Neuromuskuläre Anamnese
Da Angststörungen wie Höhenangst faszinierenderweise immer mit einer mangelnden Integration der Oben-Unten-Dimension des Gleichgewichts einhergehen, kann das praktisch überprüft werden, in dem in Rückenlage der Kopf und beide Knie selbstständig angehoben werden und in Folge kinesiologisch auf Stress getestet wird – die „vordere Pitch» nach W. K. Fischer (vgl. Abb. 1) – oder quer auf der Liege in Rückenlage liegend Kopf und Beine nach hinten geklappt werden und auf Stress getestet wird – die „hintere Pitch» nach W. K. Fischer. Bei Höhenangst liegt immer die „hintere Pitch» vor, meist kombiniert mit der „vorderen Pitch».

Kinesiologische und neuromuskuläre Therapie der Höhenangst
Zur nachhaltigen Behandlung einer Höhenangst ist es wichtig, den Stress, der in Akutsituationen entsteht, wie z. B. im Flugzeug oder beim Steigen auf eine Leiter, in der Praxis unter Aufsicht zu aktivieren. Das geschieht z. B. durch gesichertes Stehen und Bewegen am geöffneten Fenster sowie dem folgenden Monitoring der „vorderen und hinteren Pitch».

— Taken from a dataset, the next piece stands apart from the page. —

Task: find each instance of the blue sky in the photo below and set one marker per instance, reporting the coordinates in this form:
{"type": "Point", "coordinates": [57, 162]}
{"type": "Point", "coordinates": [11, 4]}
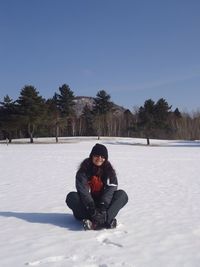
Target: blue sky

Tritt Stress auf, folgt man einer Prozedur, die neben der Aktivierung des betreffenden Gleichgewichtorgans (hier Canalis semicircularis anterior, Macula sacculi) auch „Oben-Unten-Switching» miteinbezieht, ferner „reaktive Muskeln» sowie die grundlegende Entspannung des limbischen Systems (s. o.). Die neuromuskuläre Technik, die die Kopf-Nacken-Schulter-Stellung mit der des Beckens wieder koordiniert, stammt ursprünglich vom amerikanischen Chiropraktiker und Kinesiologen George Goodheart und wurde vom Autor optimiert.
Während die Patienten per Flexion und Extension eine Pendelbewegung des Kopfes anstreben mit dem Ziel, das Kinn auf die Brust zu bringen bzw. den Kopf in den Nacken zu legen, versucht der Therapeut mit leichter Gegenbewegung genau diesen Versuch zu unterbinden. Das führt am Ende zu einer langsamen, minimalen und leicht tänzelnden Pendelbewegung des Kopfes vom Klienten, die in idealer Weise im craniosacralen Rhythmus von 12 bis 15 Pulsen pro Minute ausgeführt wird; je Aktion nicht länger als eine Minute.
Nach 2 bis 3 Einheiten wird diese Bewegung für den Betroffenen immer leichter durchführbar, die Wirbelsäule und der Beckenbereich entspannen sich und die Pitch-Vortests lösen schließlich keinen Stress mehr aus. Wichtig ist hierbei, auf eine entspannte, langsame und tiefe Atmung zu achten.

Fazit
Mit dieser verblüffenden kleinen Technik (vgl. Abb. 2) kann eine Integration des Oben-Unten-Gleichgewichts vorgenommen werden, sodass Symptome wie Höhenangst der Erfahrung nach schnell obsolet werden; eine korrekt ausgeführte Technik mit begleitender Integration hilft nachhaltig.
In der Praxis ist es also sehr wichtig, eine Integration auf der körperlichen Ebene nicht zu vernachlässigen, um langfristig anhaltende Therapieerfolge bei Angststörungen zu erreichen und im Ergebnis einen positiven und freudvollen Umgang mit Höhe manifestieren zu können.